2026-02-16

Embeddings, Vector Databases, and Re-Ranking: My Confusion Dump

An honest, unstructured brain dump about embeddings, vector databases, and re-ranking—from confusion about what the numbers mean to understanding coordinates, similarity search, and retrieval optimization.

EmbeddingsVector DatabaseRe-rankingRAGSemantic SearchLearning In Public

Disclaimer

This is not structured. This is literally me thinking through embeddings, vector databases, and re-ranking—dumping all my confusion and what finally clicked.

What Actually Happens With Embeddings?

So first question I had:

If I give a word like "king" to an embedding model... does it return something like:

[0.0213, -0.8892, 0.4421, ... 768 numbers]

And yes. That's basically what happens.

Most embedding models output something like:

  • 384 dimensions
  • 768 dimensions
  • 1024 dimensions
  • 1536 dimensions

Depends on the model.

So yes, it's just a big array of floating point numbers.

But the thing that confused me earlier was—what are these numbers even representing?

They're not "meaning" directly. They're coordinates.

Like imagine semantic space:

  • "King" lives somewhere in that space
  • "Queen" lives nearby
  • "Apple" lives somewhere else

So the 768 numbers are basically coordinates in a high-dimensional space.

Nothing mystical. Just math.

How Are Embeddings Trained?

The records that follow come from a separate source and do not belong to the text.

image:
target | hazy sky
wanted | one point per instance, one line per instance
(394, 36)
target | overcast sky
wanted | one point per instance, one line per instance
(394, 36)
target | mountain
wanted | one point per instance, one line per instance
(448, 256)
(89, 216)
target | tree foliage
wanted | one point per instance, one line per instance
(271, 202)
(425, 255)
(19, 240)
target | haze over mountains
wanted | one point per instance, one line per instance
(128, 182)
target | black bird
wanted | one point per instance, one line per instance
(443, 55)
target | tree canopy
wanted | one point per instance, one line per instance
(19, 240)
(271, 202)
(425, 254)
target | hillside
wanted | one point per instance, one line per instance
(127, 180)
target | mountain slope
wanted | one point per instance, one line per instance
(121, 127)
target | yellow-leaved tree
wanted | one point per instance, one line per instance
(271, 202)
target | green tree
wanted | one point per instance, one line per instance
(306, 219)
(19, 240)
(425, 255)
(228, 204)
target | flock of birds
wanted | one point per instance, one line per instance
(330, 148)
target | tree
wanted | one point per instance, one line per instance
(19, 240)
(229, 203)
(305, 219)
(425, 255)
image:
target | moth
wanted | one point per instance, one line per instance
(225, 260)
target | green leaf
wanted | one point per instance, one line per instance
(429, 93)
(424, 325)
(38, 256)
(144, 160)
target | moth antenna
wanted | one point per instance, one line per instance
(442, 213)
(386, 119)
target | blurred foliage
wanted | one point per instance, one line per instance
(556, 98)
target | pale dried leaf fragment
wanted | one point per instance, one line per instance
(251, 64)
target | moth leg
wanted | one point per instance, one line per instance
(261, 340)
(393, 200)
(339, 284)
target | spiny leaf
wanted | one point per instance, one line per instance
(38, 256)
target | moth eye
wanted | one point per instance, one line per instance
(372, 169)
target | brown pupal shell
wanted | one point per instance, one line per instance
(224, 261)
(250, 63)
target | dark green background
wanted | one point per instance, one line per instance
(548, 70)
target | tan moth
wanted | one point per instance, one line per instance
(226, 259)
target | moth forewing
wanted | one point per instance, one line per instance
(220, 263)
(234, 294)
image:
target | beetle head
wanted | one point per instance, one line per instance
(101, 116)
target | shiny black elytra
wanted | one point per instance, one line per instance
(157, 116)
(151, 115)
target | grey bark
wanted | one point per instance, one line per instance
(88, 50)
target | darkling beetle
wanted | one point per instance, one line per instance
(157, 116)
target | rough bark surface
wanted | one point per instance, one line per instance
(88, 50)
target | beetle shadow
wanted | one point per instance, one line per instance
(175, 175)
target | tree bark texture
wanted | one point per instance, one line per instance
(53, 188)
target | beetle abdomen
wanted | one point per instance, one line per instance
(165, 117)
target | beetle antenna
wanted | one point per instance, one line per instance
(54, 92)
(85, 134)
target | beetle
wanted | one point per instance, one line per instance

What Do the Numbers Mean?

This part took time to click.

Embeddings are trained through neural networks.

Basically during training:

  • Model sees tons of text
  • It learns patterns
  • It adjusts weights
  • Tokens get mapped into vectors

The goal is: words (or sentences) used in similar contexts → end up with similar vectors.

So mathematically:

  • Similar meaning → smaller cosine distance
  • Different meaning → larger distance

The numbers themselves don't "mean" anything individually.

Dimension 432 does not mean "royalty" or "power".

Meaning emerges from:

  • All dimensions together
  • Relative position in space

So embeddings are relational, not symbolic.

Why Store Embeddings in a Vector Database?

Because once you convert text → vector, you can't search it using normal SQL LIKE queries.

You need:

  • Similarity search
  • Nearest neighbor search
  • Cosine similarity / dot product

And doing that efficiently for:

  • 10,000 vectors
  • 1 million vectors
  • 100 million vectors

Is not trivial.

That's where vector databases come in.

What Is the "Dimension" of a Vector Database?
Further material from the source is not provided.